The U.S. Environmental Protection Agency will soon report that over 500 million pounds of toxic chemicals are being released to the environment. Alarmists will say that Alaska is one of, if not the most, polluted places to live. Before you decide to pack up and move elsewhere, please take a closer look at EPA's data and decide for yourself if Alaska is truly at risk.
Every June the federal EPA issues a "Toxics Release Inventory," a list of the estimated weight of toxic chemicals that have been "released" to the nation's air, land and water. The Report compares the total weight in each state, and then ranks the states from highest to lowest. This year's Report will list Alaska as having the greatest weight of toxic "releases" in the nation.
You may want to consider how EPA defines a "release," how a person or the environment is exposed to a "release," and ultimately, the risk from the "release." EPA's definition of "release" does not distinguish between permitted "routine releases" and uncontrolled "accidental releases." Most of Alaska's "releases" are "routine" discharges or contained disposals that are regulated under state and federal laws to ensure no harm to human health or the environment.
EPA's Report does not explain that before a "routine release" is allowed, a permit application must be made available for public comment and reviewed to determine appropriate protective controls. The permit spells out how pollution will be controlled and the requirements for regular monitoring. Inspections by state and federal agencies ensure compliance with the permit requirements.
Last year's federal data for Alaska show that of the 522 million pounds of "released" toxic chemicals, 99 percent is from Alaska's five largest mines. Virtually all of these "releases" were in the form of mining waste rock. Waste rock contains minute quantities of reportable substances, such as lead and zinc, naturally occurring minerals that remain in the rock after it is mined. The Red Dog zinc and lead mine in northwest Alaska is the largest zinc mine in the world and has the largest volume of waste rock. All of Alaska's mining waste rock piles have been studied, engineered, and permitted by state and federal agencies to protect public health and the environment.
Before 1998, EPA did not consider waste rock a "toxic release." Then, Alaska was ranked 46th. In 1998, EPA decided to include waste rock in the national reporting requirements.
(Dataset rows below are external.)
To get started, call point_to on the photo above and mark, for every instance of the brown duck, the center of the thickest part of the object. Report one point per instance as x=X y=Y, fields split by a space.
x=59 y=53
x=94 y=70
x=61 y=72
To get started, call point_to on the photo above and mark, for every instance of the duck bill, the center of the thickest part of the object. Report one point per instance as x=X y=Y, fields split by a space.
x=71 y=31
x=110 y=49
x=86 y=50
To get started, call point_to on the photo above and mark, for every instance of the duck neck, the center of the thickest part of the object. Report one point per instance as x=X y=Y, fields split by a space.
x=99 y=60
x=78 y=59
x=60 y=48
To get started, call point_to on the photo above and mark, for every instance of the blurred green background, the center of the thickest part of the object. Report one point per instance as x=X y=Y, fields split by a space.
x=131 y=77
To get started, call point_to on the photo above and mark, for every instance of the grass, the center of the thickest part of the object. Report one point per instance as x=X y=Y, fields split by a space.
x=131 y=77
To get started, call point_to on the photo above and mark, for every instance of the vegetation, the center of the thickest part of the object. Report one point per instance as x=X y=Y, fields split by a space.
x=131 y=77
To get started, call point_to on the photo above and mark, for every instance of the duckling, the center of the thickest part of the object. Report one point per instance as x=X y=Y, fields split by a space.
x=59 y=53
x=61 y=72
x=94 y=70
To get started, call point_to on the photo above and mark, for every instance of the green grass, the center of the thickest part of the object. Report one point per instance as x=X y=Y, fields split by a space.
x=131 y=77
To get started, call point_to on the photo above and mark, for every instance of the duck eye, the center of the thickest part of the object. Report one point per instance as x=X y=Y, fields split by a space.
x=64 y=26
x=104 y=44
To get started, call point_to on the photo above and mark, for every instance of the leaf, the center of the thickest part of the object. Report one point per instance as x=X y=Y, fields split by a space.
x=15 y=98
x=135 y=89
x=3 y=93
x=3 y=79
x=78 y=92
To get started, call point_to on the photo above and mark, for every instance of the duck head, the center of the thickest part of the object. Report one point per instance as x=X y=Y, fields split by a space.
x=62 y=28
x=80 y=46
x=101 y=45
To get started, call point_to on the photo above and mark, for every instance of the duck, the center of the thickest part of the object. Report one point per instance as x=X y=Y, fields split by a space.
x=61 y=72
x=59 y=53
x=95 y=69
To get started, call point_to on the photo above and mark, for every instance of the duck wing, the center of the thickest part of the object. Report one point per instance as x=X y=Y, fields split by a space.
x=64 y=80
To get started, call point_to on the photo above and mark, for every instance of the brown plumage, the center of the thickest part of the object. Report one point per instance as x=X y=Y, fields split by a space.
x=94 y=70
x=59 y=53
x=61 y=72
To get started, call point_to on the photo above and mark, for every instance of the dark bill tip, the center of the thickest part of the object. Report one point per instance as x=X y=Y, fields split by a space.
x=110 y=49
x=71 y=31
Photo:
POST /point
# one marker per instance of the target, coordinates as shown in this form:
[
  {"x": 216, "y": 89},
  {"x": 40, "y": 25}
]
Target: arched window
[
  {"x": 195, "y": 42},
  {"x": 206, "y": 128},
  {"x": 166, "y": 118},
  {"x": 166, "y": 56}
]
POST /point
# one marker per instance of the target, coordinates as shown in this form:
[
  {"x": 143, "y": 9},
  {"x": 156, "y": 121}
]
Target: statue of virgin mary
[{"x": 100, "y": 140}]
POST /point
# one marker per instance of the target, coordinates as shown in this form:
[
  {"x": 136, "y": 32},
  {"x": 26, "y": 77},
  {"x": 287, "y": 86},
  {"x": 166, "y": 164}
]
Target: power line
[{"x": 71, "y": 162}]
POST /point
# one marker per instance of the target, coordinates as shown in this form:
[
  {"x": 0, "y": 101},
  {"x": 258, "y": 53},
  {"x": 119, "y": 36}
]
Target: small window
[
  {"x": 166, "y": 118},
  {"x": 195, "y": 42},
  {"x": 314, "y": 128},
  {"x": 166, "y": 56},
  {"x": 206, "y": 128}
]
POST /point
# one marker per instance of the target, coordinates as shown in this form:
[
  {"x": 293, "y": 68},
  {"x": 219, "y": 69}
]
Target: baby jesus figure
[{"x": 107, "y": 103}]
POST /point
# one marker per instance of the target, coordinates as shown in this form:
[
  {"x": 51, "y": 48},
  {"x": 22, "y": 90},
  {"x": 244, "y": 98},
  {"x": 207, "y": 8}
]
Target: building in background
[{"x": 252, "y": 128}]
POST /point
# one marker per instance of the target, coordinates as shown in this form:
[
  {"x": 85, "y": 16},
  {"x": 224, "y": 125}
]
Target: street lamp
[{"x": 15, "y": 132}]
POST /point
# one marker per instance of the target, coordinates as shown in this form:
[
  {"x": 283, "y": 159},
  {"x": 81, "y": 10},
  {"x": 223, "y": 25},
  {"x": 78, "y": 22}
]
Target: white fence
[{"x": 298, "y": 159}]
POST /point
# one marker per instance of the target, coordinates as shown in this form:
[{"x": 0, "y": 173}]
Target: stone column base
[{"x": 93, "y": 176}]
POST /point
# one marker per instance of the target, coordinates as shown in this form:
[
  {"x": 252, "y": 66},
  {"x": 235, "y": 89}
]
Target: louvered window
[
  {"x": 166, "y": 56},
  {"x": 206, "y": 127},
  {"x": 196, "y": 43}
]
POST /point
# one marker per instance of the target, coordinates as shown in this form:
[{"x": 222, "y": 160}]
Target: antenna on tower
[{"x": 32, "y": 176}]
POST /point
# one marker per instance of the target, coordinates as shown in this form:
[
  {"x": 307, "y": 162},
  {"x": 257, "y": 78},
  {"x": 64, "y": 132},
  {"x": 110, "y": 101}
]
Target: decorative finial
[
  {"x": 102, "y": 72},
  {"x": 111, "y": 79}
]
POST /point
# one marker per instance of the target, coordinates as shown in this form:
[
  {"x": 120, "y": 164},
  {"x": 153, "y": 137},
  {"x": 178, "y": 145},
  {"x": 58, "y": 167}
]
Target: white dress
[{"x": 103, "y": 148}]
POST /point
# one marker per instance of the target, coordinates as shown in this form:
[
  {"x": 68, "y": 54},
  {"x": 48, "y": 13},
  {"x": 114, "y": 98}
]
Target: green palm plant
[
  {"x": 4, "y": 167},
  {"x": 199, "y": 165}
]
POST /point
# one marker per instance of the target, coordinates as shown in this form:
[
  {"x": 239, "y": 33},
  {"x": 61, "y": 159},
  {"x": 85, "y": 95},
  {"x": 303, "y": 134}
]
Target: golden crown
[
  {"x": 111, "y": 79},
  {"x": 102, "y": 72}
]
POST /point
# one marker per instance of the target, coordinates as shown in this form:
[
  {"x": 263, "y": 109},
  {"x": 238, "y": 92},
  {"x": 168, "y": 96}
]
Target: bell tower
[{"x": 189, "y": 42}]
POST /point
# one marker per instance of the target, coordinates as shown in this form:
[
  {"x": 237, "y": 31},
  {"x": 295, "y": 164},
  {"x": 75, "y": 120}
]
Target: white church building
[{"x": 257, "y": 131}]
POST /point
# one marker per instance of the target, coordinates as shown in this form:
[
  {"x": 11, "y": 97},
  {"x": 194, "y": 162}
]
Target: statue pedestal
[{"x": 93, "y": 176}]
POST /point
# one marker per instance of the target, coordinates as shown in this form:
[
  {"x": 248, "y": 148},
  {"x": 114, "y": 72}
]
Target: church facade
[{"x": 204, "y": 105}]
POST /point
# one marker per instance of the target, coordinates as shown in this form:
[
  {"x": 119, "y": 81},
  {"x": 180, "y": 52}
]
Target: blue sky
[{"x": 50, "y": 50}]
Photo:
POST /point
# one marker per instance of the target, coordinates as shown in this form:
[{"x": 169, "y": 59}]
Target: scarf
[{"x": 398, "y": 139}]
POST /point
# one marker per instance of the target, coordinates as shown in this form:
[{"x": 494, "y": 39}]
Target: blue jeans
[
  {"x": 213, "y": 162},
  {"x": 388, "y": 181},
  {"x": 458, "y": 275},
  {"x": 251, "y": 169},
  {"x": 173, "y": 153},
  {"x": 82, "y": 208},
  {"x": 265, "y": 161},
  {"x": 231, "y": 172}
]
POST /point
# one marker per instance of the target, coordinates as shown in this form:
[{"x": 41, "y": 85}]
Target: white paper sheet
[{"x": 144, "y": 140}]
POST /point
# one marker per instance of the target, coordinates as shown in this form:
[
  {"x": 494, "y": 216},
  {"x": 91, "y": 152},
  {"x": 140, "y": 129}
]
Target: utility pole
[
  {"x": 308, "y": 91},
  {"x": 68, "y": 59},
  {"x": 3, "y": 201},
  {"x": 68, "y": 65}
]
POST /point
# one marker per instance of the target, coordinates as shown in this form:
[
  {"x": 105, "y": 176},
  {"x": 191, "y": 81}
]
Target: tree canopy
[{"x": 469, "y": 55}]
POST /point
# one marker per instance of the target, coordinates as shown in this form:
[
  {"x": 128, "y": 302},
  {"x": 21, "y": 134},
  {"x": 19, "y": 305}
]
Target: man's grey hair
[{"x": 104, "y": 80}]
Overnight Alaska jumped from 46th to fourth in the nation for toxic "releases." This leap is due to a change in federal reporting requirements, not a change in what was being released, how "releases" are regulated or overall risk.
EPA admits that their toxic release inventory doesn't explain the associated risk to public health and the environment. To determine the risk you must have site-specific information, know the material's toxicity, its persistence in the environment, and the amount and duration of human or environmental exposure. Fortunately, all of this information is taken into account during the permitting process. Activities that pose unacceptable impacts are not permitted.
It is critical that people receive accurate information about materials discharged and disposed of in the environment and how those "releases" are controlled by State and federal permits. The Alaska Department of Environmental Conservation's Guide to EPA's Toxics Release Inventory will be available online June 25 at www.state.ak.us/dec/TRI/.
Alaska's environment is clean, healthy, and productive. We have strong environmental laws that agencies enforce to control pollution using protective standards that ensure releases are well managed and regulated. Take a hard look at the data in the federal Report, ask questions, and decide for yourself. I'm confident you'll find that there isn't a safer place to live than in Alaska.
Ernesta Ballard is the state Department of Environmental Conservation commissioner.